皆さん、Claude Teamプランは使っていますか?

2026年1月にStandardシート($25/月)でもClaude Codeが使えるようになり、カンリーでは全エンジニアがTeamプランに移行しました。本記事では、Teamプランの管理画面でできることを網羅的に解説し、実運用で得たtipsを共有します。

なぜこの記事を書くのか

Claude Teamプランの管理画面は、全体像が掴みにくい状況にあります。

  1. 管理画面の変更がRelease NotesやChangelogに載らないことが多い — 新しい設定項目がサイレントに追加されることがある。タイムラグの問題もあり、管理画面に反映済みでも英語版の公式ドキュメントへの反映が遅れ、さらに日本語版への反映はそこから数週間遅れることもある
  2. 公式ドキュメントはあるが、管理画面の全設定を網羅した一覧がない — メンバー管理、使用量管理、Claude Code、Claude in Chrome等、機能別の個別ドキュメントは存在する。しかし、管理画面のどこにどんな設定があるかを俯瞰できるドキュメントはない。一部の設定(プラグインのアクセスレベル詳細、チャンネル通知の管理設定等)はドキュメント自体が見つからない
  3. Teamプランの情報を発信している人がほぼいない — 個人プラン(Pro/Max)の情報は多いが、組織向けの管理・運用ノウハウは希少
  4. ググっても古い情報が多い — Google検索1ページ目でも、非公式の古い情報が目につく。
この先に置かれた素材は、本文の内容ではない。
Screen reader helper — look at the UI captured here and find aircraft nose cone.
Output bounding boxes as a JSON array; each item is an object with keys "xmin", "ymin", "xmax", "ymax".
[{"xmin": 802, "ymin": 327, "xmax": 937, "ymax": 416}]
「PremiumシートでないとClaude Codeは使えない」「Standardは$50/月」といった誤情報が検索上位に残っている

正確には、2026年1月にTeamプランは大きく改定されています:

  • 値下げ: Standard $50→$25、Premium $150→$125
  • StandardシートでもClaude Codeが利用可能に

これらの変更が反映されていない記事が大量に残っているのが現状です。

本記事では、Teamプラン契約者として管理画面を日常的に触っている立場から、管理画面の全設定を網羅的にまとめます。

想定読者

  • Claude Teamプランの導入を検討しているエンジニアリングマネージャー・管理者
  • Teamプランを契約済みだが、管理画面の機能を把握しきれていない管理者
  • Enterpriseプランの管理者(Teamの全機能を含むため、管理画面の基本操作は共通)
  • BedrockやAPI経由からPro/Max/Team/Enterpriseプランへの乗り換えを検討している方

最新情報の追い方

Claudeの最新情報を追うには、一次情報源を直接ウォッチするのが確実です。以下はすべてAnthropic公式またはAnthropicメンバーからの発信であり、日本語の解説記事を待たずにキャッチアップできます。

ソース URL 何が載るか
Release Notes https://support.claude.com/en/articles/12138966-release-notes Pro/Max/Team/Enterprise向けの機能アップデート
Claude Code Changelog https://code.claude.com/docs/en/changelog or https://github.com/anthropics/claude-code/blob/main/CHANGELOG.md Claude Code固有の変更履歴(バージョン単位)。公式サイト版とGitHub版の2箇所で公開
Claude公式およびAnthropicメンバーのX Claude / Boris Cherny氏 ほか 公式ドキュメントより先に情報が出ることも。一次情報の最速ソース

筆者は日本語で発信されている方々も複数フォローしてキャッチアップしていますが、ここでは一次情報源に限って紹介しています。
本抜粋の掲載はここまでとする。